This is a situation that one of our employees is currently experiencing here at Medical Billing Advocates of America. Even with health insurance, many Americans are facing a difficult problem when it comes to healthcare: choosing between care and commodities.
I recently starting having unusual symptoms that sent me to my general practitioner. After answering a multitude of questions and a thorough exam, it was determined that I might be having some difficulties with my heart. But to get to the bottom of the problem and to give me a proper diagnosis, I would need to have several tests done and I would need to wear a holter monitor, which is a device that a patient wears for a day or more that monitors and records your heart activity. The doctor was adamant about having all tests done in a timely manner to rule out any potentially dangerous conditions that might require immediate attention. But when I called the facility about the price of each test and looked at my individual health insurance policy, I began to get nervous.

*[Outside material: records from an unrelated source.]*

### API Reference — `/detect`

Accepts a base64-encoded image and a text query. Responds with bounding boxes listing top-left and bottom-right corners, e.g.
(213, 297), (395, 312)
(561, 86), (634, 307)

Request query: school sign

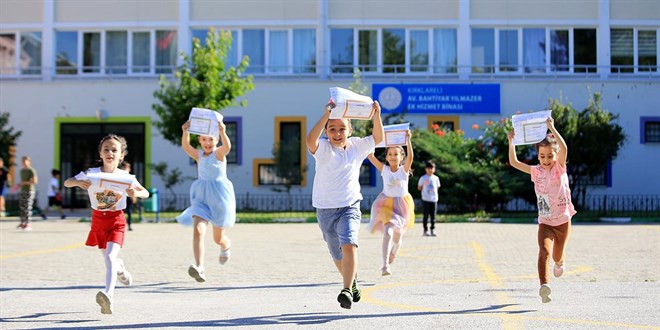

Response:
(372, 84), (501, 114)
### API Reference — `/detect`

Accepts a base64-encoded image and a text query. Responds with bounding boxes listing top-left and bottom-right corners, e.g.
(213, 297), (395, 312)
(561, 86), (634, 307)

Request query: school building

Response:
(0, 0), (660, 206)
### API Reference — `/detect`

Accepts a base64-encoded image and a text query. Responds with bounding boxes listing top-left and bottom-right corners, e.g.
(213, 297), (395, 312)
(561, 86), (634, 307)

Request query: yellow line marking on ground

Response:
(470, 241), (525, 329)
(0, 243), (85, 260)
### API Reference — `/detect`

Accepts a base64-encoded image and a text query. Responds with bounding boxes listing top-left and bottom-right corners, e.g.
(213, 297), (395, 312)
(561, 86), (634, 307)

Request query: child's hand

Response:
(78, 180), (92, 190)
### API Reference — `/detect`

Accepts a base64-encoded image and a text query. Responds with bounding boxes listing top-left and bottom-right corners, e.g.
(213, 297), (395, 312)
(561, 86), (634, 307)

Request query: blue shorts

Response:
(316, 202), (362, 260)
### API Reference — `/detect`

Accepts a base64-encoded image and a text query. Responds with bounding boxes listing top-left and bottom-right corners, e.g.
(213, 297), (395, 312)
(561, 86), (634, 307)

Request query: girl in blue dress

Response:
(177, 121), (236, 282)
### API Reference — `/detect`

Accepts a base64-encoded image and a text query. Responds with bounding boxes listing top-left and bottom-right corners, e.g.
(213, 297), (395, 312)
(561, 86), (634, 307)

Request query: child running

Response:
(64, 134), (149, 314)
(176, 121), (236, 282)
(368, 130), (415, 276)
(508, 117), (576, 303)
(306, 101), (384, 309)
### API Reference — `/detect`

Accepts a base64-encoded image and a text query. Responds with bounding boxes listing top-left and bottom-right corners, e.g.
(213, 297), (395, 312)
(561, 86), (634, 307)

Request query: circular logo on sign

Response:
(378, 87), (402, 110)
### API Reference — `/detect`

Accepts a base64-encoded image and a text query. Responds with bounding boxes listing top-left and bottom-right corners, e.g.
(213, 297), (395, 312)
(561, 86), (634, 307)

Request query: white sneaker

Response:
(539, 284), (552, 304)
(188, 265), (206, 283)
(552, 262), (566, 277)
(96, 291), (112, 314)
(117, 258), (133, 285)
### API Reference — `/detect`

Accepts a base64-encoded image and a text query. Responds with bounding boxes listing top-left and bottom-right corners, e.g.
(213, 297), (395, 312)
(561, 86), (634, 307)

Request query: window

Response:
(0, 32), (41, 75)
(498, 30), (518, 72)
(82, 32), (101, 73)
(472, 29), (495, 73)
(55, 31), (78, 74)
(637, 30), (658, 72)
(433, 29), (458, 73)
(382, 29), (406, 73)
(156, 30), (178, 73)
(222, 117), (243, 165)
(573, 29), (598, 72)
(410, 30), (429, 72)
(330, 29), (354, 73)
(358, 30), (378, 72)
(105, 31), (128, 74)
(639, 117), (660, 144)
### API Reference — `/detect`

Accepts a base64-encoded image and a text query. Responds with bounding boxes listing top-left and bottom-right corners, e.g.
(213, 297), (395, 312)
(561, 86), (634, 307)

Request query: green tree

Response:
(0, 112), (23, 167)
(152, 29), (254, 146)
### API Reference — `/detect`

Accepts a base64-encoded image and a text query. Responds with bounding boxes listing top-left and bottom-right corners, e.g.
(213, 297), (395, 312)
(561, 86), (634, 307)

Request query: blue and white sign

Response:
(372, 84), (501, 114)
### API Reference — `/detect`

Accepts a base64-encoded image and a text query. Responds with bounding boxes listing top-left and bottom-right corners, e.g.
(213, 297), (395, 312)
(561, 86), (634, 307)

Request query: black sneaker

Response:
(351, 277), (362, 302)
(337, 288), (353, 309)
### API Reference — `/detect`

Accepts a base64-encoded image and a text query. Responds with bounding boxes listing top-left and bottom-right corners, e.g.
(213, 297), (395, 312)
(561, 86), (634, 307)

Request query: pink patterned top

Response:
(531, 161), (577, 226)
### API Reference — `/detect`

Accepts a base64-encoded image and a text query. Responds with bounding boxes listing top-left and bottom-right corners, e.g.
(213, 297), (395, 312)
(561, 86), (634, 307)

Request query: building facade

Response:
(0, 0), (660, 208)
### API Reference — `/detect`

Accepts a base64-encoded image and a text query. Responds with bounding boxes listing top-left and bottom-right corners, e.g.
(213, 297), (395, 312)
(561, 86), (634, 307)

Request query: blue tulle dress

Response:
(176, 150), (236, 228)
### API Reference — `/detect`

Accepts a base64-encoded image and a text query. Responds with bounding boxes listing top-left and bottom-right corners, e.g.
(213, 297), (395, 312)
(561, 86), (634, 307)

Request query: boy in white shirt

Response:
(306, 101), (385, 309)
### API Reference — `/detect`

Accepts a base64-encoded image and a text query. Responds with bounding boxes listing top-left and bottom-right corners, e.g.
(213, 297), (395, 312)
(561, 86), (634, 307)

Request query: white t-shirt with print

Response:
(75, 167), (137, 211)
(312, 135), (375, 209)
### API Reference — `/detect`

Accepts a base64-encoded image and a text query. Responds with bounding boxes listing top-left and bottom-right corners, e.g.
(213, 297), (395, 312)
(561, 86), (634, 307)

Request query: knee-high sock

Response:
(103, 242), (121, 297)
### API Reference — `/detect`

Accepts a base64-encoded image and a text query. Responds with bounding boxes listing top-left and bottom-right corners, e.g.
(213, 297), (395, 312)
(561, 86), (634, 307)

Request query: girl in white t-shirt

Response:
(64, 134), (149, 314)
(368, 130), (415, 276)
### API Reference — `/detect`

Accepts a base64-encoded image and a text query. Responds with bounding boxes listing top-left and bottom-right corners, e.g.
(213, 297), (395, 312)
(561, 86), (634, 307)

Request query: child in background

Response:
(177, 117), (236, 282)
(64, 134), (149, 314)
(306, 101), (384, 309)
(42, 169), (66, 219)
(369, 130), (415, 276)
(417, 161), (440, 236)
(508, 117), (576, 303)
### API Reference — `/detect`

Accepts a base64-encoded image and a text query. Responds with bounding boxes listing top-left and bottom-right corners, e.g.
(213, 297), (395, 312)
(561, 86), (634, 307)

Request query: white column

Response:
(176, 0), (192, 66)
(456, 0), (472, 80)
(41, 0), (55, 81)
(596, 0), (612, 79)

Like many Americans, I have a very strict budget that I must abide by in order to make it from paycheck to paycheck. A mortgage, student loans, credit cards, car payment, insurances, utilities, groceries and fuel are the most important things to take care of on my list of bills. After these items are paid, there isn’t a whole lot left over. So when I called my health insurance company to inquire about my out-of-pocket responsibility for tests and items that my doctor felt were necessary to diagnose my condition, I felt uneasy when I learned that I would be responsible for 20% of the total cost. 20% might not sound like a whole lot, but when I dug a little deeper and learned that just one of these necessary items could cost nearly $3,000, I felt sick.

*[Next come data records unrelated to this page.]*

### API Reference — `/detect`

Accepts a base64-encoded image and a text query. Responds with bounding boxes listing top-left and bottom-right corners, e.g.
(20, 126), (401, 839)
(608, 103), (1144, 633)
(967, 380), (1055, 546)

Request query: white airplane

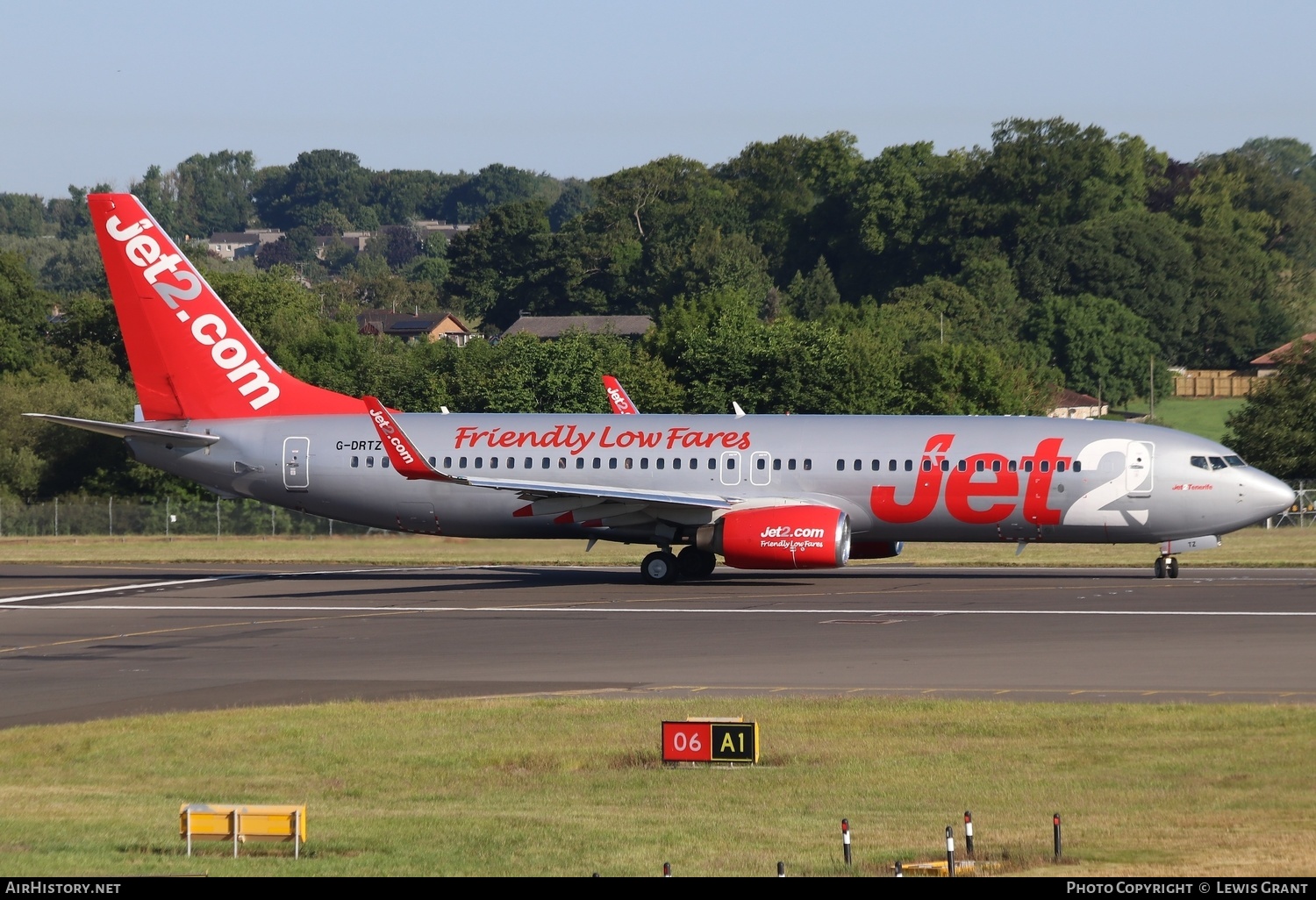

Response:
(29, 194), (1294, 583)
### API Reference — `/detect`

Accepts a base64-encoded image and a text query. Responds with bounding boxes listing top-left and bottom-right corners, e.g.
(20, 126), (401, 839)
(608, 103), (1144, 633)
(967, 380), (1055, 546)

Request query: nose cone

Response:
(1249, 471), (1298, 518)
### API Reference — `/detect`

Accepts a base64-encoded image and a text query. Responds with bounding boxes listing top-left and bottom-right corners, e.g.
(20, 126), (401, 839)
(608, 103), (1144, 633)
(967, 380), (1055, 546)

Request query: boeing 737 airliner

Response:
(23, 194), (1294, 583)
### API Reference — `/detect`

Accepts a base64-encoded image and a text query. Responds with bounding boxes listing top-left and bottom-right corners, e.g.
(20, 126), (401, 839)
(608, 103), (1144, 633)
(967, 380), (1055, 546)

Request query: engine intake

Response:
(695, 507), (850, 568)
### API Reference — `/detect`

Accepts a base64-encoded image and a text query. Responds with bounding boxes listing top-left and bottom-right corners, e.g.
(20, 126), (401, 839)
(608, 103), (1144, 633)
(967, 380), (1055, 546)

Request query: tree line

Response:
(0, 118), (1316, 496)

And so I am where many Americans find themselves – choosing between getting to the bottom of my symptoms and paying for the items necessary to live my life. It’s a bit ironic though that many of us feel forced to forego services that could prolong our life so that we can just live month to month.
The wisest decision is to do as the doctor instructs, but when the patient has the opportunity to discuss their financial situation and options with the doctor, it can be very helpful. In my case, I will start by doing the least expensive test first. If this test is inconclusive, then we will move on to the next test. In my mind, and the doctor agreed, this was the best route for me to take. If the doctor is able to see what he needs from one test, then the other tests might not be necessary. This might end up saving me some money. It will also space the tests out a bit, so that I’m not hit with a large bill all at once. But please remember, every patient’s situation is different and you must, above all else, do what is best for your health as suggested by your doctor.

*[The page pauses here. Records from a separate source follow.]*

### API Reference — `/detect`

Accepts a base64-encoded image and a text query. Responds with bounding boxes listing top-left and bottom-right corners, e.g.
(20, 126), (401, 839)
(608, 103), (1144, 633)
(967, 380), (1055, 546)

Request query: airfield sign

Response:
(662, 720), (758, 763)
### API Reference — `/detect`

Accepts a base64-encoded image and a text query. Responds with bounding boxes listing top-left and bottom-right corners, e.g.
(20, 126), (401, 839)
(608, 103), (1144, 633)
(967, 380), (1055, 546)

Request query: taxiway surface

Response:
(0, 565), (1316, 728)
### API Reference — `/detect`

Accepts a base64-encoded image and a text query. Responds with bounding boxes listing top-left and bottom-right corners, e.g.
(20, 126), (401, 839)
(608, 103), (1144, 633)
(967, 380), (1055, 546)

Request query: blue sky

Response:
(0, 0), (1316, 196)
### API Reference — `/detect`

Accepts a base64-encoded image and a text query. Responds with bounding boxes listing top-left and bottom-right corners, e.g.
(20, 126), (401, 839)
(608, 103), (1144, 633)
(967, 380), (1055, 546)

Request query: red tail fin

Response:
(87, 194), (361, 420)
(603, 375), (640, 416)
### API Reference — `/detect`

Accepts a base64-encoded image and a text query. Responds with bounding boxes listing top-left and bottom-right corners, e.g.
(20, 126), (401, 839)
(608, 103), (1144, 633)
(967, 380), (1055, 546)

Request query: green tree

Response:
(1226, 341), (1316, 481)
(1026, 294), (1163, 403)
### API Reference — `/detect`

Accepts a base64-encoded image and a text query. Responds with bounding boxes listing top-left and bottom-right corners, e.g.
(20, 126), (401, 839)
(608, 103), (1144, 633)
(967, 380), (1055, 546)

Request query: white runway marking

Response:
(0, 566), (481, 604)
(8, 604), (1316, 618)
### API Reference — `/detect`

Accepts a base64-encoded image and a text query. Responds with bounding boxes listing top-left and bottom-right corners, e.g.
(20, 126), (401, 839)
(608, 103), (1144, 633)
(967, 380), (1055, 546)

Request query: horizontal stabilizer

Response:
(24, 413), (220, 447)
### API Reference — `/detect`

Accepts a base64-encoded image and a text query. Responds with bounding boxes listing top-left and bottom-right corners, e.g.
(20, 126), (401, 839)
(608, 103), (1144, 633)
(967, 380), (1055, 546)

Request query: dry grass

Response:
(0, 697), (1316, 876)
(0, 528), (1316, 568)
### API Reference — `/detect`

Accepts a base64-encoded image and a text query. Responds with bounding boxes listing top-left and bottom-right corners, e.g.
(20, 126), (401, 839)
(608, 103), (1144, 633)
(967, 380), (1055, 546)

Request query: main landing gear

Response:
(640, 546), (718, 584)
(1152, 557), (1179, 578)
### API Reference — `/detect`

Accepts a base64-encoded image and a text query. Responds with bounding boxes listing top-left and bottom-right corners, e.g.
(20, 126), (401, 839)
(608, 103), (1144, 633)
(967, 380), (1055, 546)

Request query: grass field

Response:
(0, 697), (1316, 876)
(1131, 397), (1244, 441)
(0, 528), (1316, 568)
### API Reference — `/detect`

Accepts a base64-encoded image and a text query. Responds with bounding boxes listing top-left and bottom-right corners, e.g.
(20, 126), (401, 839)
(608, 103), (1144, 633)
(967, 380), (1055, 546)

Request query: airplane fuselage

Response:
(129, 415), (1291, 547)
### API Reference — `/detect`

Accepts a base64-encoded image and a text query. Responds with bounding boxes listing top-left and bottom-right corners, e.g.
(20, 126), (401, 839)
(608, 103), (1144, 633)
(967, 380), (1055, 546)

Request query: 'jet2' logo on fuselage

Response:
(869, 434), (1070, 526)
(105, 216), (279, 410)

I can still negotiate the cost of the tests, too. I can ask for a prompt-pay discount, in which I can pay the balance in full within a certain time period and save a percentage off the balance I’m responsible for. Talk to your facility about any discounts and savings you might be eligible for.
Many Americans are feeling the pain associated with rising premiums, rising deductibles and dwindling coverage. If you need to have necessary healthcare services performed but are concerned about the cost, make sure to do your research ahead of time so that you can weigh your options and make it as affordable as possible.